Pete Arredondo, the head of the Uvalde schools police department, was let go by the city’s school board on Wednesday. After the superintendent of the local school system made the recommendation, the board voted unanimously to fire the troubled chief.
The resignation of Arredondo brings to an end three months of protest over the inept police reaction to the massacre at Robb Elementary School, which resulted in the deaths of 19 students and two teachers.
Texas Department of Public Safety Director Steve McCraw has stated that the duration between the moment police entered the facility on May 24 and the gunman’s death was one hour, 14 minutes, and eight seconds.
At a special school board meeting on Wednesday, a speaker who appeared to be a youngster said: “I have messages for Pete Arredondo and all the law enforcement there that day. Turn in your badge and step down. You don’t deserve to wear one.”

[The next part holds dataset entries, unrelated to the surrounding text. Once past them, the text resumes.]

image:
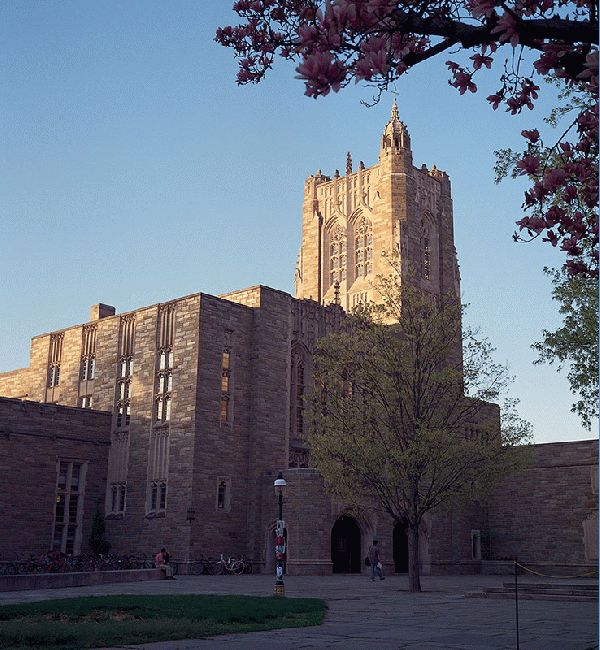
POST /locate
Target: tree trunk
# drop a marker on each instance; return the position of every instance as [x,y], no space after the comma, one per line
[414,579]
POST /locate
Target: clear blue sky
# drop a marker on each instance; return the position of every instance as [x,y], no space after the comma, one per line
[133,170]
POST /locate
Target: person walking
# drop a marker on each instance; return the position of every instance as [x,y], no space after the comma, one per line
[161,561]
[375,560]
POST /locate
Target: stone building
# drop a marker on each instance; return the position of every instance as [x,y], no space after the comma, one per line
[201,400]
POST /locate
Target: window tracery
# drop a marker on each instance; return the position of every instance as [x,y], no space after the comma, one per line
[337,254]
[363,248]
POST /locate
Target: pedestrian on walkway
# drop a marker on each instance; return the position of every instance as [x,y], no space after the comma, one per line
[375,560]
[161,561]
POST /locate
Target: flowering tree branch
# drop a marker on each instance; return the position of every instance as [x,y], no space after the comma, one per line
[335,42]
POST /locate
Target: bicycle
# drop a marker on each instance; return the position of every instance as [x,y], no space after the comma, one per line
[231,565]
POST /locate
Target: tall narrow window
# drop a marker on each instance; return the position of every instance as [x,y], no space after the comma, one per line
[337,255]
[225,414]
[300,397]
[363,248]
[68,506]
[125,372]
[221,493]
[88,353]
[116,497]
[223,501]
[85,401]
[158,460]
[54,359]
[164,372]
[158,467]
[426,259]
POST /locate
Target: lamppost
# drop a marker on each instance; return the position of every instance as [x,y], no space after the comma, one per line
[279,485]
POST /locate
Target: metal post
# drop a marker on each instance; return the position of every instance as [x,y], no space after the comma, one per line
[279,585]
[517,602]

The meeting was called to discuss Arredondo’s job, but he did not show up. Arredondo’s attorney claimed in a statement that his client had received death threats and didn’t feel the meeting was secure.
The lawyer, George Hyde, said it was “beyond any doubt that discharge from public employment under circumstances that put the employee’s reputation, honor or integrity at stake gives rise to a liberty interest” under the Constitution’s equal protection clause.

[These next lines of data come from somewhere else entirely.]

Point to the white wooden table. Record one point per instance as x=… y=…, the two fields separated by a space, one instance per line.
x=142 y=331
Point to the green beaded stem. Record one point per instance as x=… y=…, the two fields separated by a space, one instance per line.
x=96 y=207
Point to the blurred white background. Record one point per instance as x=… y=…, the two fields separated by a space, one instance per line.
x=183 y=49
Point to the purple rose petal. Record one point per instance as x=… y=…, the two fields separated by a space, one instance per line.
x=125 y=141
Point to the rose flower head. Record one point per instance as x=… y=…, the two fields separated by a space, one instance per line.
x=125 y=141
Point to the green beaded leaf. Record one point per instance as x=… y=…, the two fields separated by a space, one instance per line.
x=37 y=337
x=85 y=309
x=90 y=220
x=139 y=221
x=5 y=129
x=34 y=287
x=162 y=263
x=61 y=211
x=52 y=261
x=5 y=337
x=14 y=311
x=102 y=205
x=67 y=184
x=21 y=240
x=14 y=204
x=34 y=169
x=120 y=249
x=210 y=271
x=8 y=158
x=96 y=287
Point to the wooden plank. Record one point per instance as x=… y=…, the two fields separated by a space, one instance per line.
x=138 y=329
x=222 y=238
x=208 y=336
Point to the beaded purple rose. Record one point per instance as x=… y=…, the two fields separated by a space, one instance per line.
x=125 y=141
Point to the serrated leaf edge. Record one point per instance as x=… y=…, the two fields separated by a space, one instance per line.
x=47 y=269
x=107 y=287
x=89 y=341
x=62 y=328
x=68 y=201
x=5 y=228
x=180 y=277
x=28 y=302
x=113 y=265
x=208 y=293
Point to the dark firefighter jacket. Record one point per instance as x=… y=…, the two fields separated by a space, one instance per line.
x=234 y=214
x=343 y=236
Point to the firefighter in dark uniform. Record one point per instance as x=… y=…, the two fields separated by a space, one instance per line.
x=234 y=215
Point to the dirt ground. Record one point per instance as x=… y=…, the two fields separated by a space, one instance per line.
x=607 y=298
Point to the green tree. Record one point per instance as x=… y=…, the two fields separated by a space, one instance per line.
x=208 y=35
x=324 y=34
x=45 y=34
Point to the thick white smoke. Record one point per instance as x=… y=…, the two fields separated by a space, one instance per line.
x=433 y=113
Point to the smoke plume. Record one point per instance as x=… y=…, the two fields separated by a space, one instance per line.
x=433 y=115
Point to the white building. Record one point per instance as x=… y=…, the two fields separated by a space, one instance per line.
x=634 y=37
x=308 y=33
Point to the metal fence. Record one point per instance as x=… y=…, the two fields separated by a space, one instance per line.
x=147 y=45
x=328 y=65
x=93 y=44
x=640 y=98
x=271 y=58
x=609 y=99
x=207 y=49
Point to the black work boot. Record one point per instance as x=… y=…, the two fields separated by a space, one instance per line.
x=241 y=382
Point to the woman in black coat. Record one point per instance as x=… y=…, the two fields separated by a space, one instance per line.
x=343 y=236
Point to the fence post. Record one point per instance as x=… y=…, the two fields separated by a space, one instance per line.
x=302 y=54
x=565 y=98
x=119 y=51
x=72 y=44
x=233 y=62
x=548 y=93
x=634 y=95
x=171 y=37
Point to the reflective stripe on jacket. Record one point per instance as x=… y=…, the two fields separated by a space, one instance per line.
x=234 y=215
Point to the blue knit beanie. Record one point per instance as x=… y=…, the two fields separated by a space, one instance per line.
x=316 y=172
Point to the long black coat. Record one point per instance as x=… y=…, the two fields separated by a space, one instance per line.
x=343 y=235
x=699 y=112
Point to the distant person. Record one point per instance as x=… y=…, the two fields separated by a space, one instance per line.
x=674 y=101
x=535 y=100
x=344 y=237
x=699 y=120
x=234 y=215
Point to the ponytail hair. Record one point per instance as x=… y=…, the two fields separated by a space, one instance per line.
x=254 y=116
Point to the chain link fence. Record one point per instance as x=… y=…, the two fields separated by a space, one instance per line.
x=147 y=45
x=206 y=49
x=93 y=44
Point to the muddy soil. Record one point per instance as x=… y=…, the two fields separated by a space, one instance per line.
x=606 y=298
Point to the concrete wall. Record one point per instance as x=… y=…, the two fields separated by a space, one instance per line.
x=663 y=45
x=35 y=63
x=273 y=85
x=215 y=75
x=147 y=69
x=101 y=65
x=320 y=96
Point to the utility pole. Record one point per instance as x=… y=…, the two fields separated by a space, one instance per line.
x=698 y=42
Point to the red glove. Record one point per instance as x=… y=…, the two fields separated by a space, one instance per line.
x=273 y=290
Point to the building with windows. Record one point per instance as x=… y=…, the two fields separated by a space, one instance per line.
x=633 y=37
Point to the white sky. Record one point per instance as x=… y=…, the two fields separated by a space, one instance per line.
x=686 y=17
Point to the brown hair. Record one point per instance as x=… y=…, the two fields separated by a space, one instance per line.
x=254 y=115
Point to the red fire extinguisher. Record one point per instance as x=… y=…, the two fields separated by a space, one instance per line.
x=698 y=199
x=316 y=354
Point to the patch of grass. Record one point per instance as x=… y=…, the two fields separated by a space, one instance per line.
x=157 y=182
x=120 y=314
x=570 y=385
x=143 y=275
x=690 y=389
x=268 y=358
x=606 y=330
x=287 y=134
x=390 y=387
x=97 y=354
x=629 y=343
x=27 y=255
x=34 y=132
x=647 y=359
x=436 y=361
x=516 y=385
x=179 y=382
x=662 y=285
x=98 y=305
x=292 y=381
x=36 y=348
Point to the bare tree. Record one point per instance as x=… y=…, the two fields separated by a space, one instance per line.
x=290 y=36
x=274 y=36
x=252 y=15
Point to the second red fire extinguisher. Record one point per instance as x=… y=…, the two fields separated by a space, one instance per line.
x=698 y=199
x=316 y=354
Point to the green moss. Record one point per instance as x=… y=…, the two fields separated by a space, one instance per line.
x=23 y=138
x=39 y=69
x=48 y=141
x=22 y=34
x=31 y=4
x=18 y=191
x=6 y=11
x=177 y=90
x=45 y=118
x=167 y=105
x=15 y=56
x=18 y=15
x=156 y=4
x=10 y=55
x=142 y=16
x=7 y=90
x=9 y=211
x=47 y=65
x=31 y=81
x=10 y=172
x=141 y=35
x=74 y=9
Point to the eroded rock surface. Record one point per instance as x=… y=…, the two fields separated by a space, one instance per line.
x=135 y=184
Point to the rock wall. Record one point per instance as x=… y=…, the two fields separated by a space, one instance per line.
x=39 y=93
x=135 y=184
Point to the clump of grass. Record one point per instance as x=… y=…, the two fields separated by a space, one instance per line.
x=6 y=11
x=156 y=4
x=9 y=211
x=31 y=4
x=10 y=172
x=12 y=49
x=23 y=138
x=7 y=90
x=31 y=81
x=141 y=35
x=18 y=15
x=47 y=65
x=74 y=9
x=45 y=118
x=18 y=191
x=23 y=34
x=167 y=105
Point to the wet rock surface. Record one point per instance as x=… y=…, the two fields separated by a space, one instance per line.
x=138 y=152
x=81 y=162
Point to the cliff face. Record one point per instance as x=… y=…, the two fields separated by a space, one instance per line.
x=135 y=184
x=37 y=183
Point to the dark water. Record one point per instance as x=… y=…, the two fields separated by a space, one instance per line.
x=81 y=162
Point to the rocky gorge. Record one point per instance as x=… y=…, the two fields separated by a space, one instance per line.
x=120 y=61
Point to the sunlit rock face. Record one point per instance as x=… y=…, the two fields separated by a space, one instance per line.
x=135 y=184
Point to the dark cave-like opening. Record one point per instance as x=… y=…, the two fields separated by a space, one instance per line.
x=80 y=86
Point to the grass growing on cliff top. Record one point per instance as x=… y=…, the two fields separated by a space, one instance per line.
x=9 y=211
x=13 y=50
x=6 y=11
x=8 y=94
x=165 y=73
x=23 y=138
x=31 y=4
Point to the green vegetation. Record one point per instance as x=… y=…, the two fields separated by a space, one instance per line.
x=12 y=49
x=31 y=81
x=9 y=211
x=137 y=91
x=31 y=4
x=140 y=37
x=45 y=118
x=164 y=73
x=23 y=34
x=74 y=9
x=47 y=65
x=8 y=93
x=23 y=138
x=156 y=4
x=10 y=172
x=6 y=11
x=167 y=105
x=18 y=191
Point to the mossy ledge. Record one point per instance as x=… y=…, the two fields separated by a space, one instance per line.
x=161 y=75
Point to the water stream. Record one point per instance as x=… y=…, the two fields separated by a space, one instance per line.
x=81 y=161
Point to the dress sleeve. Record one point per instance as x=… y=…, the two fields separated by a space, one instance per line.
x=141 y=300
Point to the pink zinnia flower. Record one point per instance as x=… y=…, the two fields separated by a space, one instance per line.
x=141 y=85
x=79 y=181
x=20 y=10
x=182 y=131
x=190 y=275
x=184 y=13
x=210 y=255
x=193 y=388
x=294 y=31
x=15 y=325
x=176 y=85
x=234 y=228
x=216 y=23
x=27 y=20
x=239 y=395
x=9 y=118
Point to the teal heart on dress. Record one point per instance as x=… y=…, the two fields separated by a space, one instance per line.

Hyde said people in those circumstances are entitled to procedural opportunities to clear their names.
Hyde also portrayed Arredondo as a victim of those affected by the massacre. Instead of being able to lash out at the gunman, who was fatally shot by police, they sought “more retribution by identifying a new target to focus their grief on, with the belief that it will help them stop hurting,” he said.
“Unfortunately, it won’t,” Hyde said. “Retribution will not bring anyone back; it is a hollow reward, and it will only spread more hurt and pain in an unjust and biased manner.”